Catholics viewed bats as a symbol of the Antichrist and the Devil.

Baroque paintings of the 1600s often show demons with bat wings for this reason.

But it was in the nineteenth century bats got their ultimate image problem.

With Bram Stoker’s Dracula and the increased knowledge of Vampire bats from South America, bats went into the consciousness of the public as blood sucking terrors of the dark and along with countless films; this ridiculous notion persists right up to the present.

Ignore the myths and misinformation and you have a very amazing animal. 1 in 4 of all mammals on earth is a bat.

Worldwide there are 1,240 known species of bats, with 30 in Europe and here in the UK we have 18 species.

Bats pollinate over 500 plants and crops worldwide including cocoa and bananas.

Tropical forests around the planet are propagated by seed excreted by fruit bats.

They range in size from only 29mm long to huge bats that have a wingspan of 1.7 metres ( a buzzard in contrast – Bourne’s commonest bird of prey – has a wingspan of 1.36m).

What’s fascinating most of all is the biology of a bat.

We all have heard of the expression “blind as a bat”. Bats can see just as clearly as any animal, however when flying at night bats rely on their echolocation ability and most people think that’s how bat “see”.

Actually bats use their eyes when flying. However echolocation is used for primary information gathering.

Put very, very simply (and whole books have been written about this) bats produce sounds at very fast ultrahigh frequencies which bounce back from an object to the bat’s hearing, which are then converted into images in its brain. Think radar but even more complicated!

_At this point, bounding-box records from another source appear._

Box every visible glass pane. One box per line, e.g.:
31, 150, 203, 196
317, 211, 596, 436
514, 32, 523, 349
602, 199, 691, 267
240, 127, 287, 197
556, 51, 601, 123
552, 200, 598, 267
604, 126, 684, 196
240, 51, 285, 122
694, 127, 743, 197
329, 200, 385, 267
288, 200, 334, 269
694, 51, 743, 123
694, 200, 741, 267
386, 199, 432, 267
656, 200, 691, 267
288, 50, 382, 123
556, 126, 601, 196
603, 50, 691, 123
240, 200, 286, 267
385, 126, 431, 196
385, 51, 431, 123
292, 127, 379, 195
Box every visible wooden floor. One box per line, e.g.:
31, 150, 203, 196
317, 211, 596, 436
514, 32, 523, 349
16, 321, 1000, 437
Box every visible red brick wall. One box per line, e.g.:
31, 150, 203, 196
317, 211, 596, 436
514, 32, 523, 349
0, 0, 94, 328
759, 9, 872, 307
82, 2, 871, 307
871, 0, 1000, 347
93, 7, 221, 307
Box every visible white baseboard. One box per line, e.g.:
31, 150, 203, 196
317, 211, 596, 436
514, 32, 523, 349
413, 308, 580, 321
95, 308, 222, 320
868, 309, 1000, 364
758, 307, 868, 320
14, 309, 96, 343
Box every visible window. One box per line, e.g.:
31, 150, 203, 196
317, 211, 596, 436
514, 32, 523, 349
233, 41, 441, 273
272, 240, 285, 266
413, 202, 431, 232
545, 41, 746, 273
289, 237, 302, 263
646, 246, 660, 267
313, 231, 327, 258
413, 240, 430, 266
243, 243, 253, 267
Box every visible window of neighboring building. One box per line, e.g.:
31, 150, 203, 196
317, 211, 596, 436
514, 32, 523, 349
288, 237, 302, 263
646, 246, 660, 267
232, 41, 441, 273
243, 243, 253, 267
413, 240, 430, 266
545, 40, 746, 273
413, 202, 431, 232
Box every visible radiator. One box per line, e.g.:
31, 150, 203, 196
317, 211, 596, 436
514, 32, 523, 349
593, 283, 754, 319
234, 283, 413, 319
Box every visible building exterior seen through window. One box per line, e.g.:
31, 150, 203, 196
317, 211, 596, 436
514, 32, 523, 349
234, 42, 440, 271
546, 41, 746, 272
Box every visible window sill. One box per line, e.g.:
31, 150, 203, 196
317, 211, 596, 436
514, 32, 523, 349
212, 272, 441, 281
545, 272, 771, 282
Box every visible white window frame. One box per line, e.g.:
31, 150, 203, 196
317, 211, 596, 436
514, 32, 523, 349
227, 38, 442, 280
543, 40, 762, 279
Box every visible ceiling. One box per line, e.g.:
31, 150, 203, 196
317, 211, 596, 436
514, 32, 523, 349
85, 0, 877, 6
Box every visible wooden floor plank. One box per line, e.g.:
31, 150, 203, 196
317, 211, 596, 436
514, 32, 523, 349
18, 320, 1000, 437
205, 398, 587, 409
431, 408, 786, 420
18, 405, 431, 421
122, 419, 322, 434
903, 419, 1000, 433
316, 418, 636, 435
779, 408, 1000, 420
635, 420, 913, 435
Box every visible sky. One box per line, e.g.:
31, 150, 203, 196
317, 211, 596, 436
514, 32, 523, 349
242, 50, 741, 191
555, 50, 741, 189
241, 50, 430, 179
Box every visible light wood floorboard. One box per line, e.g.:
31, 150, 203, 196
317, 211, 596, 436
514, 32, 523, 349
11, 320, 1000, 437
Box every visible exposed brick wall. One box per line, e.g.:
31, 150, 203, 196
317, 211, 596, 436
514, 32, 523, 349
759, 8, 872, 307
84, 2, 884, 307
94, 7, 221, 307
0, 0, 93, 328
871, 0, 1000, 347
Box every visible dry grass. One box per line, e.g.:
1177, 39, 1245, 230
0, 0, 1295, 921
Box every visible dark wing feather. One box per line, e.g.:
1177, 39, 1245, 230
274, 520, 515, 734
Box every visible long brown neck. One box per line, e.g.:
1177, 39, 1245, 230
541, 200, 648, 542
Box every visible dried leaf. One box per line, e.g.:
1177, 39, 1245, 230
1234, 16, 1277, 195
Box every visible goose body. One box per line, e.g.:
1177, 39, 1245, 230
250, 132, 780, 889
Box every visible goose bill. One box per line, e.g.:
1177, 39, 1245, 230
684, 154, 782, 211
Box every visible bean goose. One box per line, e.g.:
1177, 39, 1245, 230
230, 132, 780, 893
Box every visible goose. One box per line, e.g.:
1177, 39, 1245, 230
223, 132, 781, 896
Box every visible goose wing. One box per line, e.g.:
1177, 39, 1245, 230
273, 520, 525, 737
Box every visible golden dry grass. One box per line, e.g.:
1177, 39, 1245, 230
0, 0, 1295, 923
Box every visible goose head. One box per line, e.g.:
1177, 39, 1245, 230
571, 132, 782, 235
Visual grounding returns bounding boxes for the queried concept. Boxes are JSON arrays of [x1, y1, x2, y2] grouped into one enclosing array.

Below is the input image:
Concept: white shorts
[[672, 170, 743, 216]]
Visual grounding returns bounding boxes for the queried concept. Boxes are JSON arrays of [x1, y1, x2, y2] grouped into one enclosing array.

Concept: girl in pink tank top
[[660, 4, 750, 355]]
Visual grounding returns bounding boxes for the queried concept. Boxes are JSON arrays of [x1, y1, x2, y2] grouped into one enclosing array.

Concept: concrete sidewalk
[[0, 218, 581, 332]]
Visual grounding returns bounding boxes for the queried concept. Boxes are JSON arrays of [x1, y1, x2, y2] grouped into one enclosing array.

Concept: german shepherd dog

Lots of scientific research has gone into studying echolocation, too complicated to relate, which shows how incredibly sophisticated this is.

While bats are processing this information at unimaginable speeds, bats are still able to use their ears to listen out to prey, such as moths.

Special ridges on the inside their ears enable them to hear even earwigs moving on the ground.

What’s more staggering is this all happens in bats no more than a few centimetres long with a miniscule size brain!

How bats fly is unique. Bats don’t fly like birds. They don’t flap their forearms. In between their extremely long fingers, bats have a special membrane of tissue that, when they spread out their fingers and flap, enables them to fly with their hands.

As the bat flies around, tiny hairs on this membrane pick up information about air flowing over the wings so that the bat can alter the shape of their wings to fly more aerodynamically.

Some experts say that this helps bats to have better agility than birds.

Around Lincolnshire there are 11 species recorded and in Bourne we have 7 species.

As well as the commonly found bats we have had some rare examples. Annette Faulkner, a local bat enthusiast from Spalding, related a story of how one these bats, known as a Leisler bat, turned up in a bedroom in a local house. These bats are quite big, and when, like any animal seen in a human environment, the size can seem exaggerated. She said both the householder and the bat had to be rescued!

The bat was later released from a bedroom window and it flew straight back to the woods.

Unfortunately bats are having a bit of a hard time.

Loss of habitats and pesticides are the main culprits.

We can help though in our gardens. Bats need insects.

Plants attract insects. By planting a mixture of flowering plants – especially night flowering types such as tobacco or evening primrose -, vegetables even, shrubs and, if you got the room, a tree or two, you will encourage the insects that bats depend upon.

Obviously garden pesticides don’t help Bourne’s bats! You could put a bat box (homemade or otherwise) up for them to shelter in, though it could take a couple of years for them to settle in. Be patient!

Away from the garden, Friends of Bourne Woods have organised bat walks with local bat experts which provide a good introduction into the lives of bats in our local area.

The secret nocturnal life of bats is really remarkable and quite accessible.

Like all other wildlife in our area it’s all there for the looking.